Services that travel further
Software and digital services behave differently to bulk exports. As Luci Ellis noted, services delivered digitally are harder to tariff and easier to deploy wherever skills and customers are found. Australia’s digital exports were more than $7.5 billion last year. Our strengths include a highly educated workforce, reliable institutions and a pragmatic regulatory culture. These are foundations for growth.
Compete on what we know
Terry Roach outlined Capsifi’s journey from PhD research to global adoption and sale. The hard part was not building the product, it was taking it to market and standing out in a crowded field. With a small number of companies controlling foundational AI models, Australia’s advantage is deep domain expertise and user-level innovation that solves real problems.

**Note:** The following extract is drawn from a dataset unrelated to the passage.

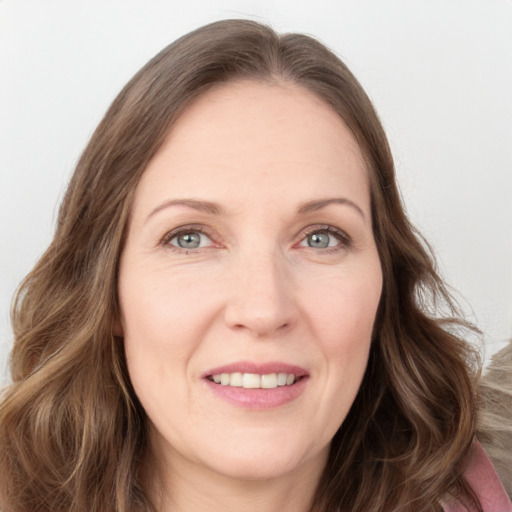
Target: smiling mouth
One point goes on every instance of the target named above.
(254, 380)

AI is shifting costs and skills
AI can lift productivity. It also increases the need for compute and careful governance. David Masters argued that Australia’s sweet spot is using global AI infrastructure well, then translating capability into useful, trusted applications. This depends on strong talent pipelines and policy settings that reward the creation, protection and scaling of intellectual property in Australia.

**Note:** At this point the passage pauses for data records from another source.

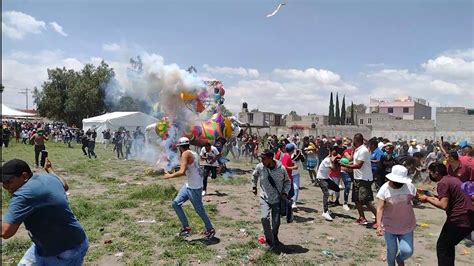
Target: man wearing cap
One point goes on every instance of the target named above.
(275, 185)
(40, 202)
(395, 216)
(192, 190)
(459, 211)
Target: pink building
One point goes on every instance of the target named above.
(406, 107)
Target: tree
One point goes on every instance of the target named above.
(337, 120)
(331, 111)
(343, 111)
(70, 95)
(352, 113)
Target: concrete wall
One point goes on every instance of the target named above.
(369, 119)
(261, 118)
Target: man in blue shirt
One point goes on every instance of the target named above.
(40, 202)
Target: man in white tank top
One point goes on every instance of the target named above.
(191, 190)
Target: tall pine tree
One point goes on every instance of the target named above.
(338, 112)
(352, 113)
(331, 111)
(343, 110)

Education that is close to industry
Professor Asif Gill stressed that AI does not remove the need for engineers. It raises expectations. Graduates need strong technical foundations to question AI outputs, and hands-on experience with commercial tools. UTS is strengthening industry studios, internships and a product mindset. This includes writing specifications, validating systems and managing risk. Australia also needs better digital infrastructure such as cloud access, GPUs and secure environments so students and researchers can build at real scale.

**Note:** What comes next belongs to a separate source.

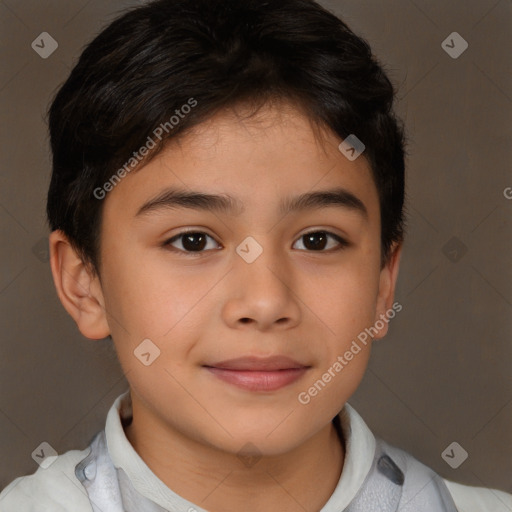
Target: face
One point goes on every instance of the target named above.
(283, 291)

Policy that matches ambition
From R&D incentives to easier government procurement, the panel called for settings that help companies grow. Treat intellectual property more like a strategic resource. Encourage discovery, protection and export. Build anchor companies that recycle skills through the ecosystem. Density matters: talent, capital and opportunity work best when they are connected.
Three key takeaways
- Use our structural advantages. Digital services are harder to tariff and easier to export. Australia’s education base and pragmatic regulation are genuine strengths.
- Invest in capability. Pair domain expertise with access to AI infrastructure and policies that reward the creation and scaling of local intellectual property
- Grow and keep talent. Expand industry-embedded education and strengthen the ecosystem so students, researchers and operators choose to build their careers in Australia.